Is there anyway to tell the borrow checker this is safe, or should I just clone the chunk and return that?

No, because there's a lifetime issue:

• The Compiler struct must outlive the call to compile.
• Any references within the Compiler struct must outlive the Compiler itself.

As a result, you have a conflict: the lifetime of a local variable created in Compiler::compile will obviously NOT outlive the call to compile, and thus it cannot be stored in self.

As with almost everything in computer science, this can be solved by adding a layer of indirection.
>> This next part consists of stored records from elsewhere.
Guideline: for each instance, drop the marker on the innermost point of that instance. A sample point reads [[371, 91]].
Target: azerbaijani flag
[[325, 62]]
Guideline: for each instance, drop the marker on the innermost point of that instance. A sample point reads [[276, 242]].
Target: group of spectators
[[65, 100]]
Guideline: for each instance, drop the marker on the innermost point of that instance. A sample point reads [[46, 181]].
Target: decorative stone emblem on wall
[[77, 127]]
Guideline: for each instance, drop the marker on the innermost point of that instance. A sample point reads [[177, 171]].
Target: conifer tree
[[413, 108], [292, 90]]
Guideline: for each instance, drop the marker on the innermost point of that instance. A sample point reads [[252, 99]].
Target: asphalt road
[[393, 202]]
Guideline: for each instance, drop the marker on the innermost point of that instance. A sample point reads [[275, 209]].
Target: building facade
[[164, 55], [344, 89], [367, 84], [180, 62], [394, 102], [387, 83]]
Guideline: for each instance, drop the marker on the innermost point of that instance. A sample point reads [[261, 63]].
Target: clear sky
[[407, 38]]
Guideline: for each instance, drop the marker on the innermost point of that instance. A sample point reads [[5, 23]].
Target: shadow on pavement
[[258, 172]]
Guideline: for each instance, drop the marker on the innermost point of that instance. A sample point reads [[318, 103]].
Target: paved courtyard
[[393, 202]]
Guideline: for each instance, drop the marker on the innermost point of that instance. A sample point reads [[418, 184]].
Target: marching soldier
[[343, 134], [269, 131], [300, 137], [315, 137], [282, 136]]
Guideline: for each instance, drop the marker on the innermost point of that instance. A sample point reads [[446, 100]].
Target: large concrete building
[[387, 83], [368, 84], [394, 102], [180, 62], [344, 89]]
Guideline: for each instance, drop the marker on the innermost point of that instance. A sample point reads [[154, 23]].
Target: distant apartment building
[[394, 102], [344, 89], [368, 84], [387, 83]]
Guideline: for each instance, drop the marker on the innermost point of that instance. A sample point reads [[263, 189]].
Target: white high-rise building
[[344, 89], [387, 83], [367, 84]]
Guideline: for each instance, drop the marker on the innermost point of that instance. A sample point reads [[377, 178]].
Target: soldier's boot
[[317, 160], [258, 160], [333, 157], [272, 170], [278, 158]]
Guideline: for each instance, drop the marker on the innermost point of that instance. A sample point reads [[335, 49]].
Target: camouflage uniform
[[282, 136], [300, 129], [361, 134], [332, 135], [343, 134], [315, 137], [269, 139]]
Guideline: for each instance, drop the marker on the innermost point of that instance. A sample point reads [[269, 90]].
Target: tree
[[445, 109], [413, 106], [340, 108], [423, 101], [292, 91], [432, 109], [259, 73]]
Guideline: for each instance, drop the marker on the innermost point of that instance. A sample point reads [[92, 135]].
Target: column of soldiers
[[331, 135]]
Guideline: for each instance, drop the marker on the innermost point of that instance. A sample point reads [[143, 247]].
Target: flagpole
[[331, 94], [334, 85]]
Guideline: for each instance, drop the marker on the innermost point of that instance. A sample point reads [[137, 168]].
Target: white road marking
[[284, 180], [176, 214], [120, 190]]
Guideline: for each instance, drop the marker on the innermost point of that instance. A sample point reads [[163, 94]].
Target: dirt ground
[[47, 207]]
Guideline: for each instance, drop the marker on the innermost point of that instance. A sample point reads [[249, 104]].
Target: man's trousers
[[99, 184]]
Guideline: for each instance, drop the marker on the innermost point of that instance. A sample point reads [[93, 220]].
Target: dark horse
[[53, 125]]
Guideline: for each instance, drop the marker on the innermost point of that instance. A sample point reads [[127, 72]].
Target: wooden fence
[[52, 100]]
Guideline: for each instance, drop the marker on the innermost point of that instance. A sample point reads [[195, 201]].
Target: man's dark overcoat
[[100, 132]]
In this case, assuming that your Compiler struct contains valuable state -- possibly configuration, etc... -- then you need instead to introduce a temporary helper:

struct ChunkCompiler {
   chunk: &'chunk mut Chunk,
   compiler: &'compiler mut Compiler,
}
impl ChunkCompiler {
    fn new(
       chunk: &'chunk mut Chunk,
       compiler: &'compiler mut Compiler,
   ) -> Self {
      Self { chunk, compiler }
   }
}
impl ChunkCompiler {
    fn compile(&mut self, source: &str) -> Result {
        todo!()
    }
}

Then, you can define your Compiler method as:

impl Compiler {
    fn compile(&mut self, source: &str) -> Result {
        let mut chunk = Chunk::new();
        ChunkCompiler::new(&mut chunk, self).compile(source)?;
        Ok(chunk)
    }

Due to lifetime requirements, it's not unusual in Rust to split the state within a struct into 2 or 3 different "sub-structs" so as to be able to borrow them independently from one another.

I solved this by not using a reference in the struct and using the Option::take function to move it out.

self.scanner = Some(Scanner::new(source));
self.chunk = Some(Chunk::new());
...
self.scanner = None;
let chunk = self.chunk.take().expect("How'd the chunk disappear, something really bad happend ig?");
Ok(chunk)

This was pretty self-explanatory and I should've held off on asking this question but it would still be good to see how someone else would do this?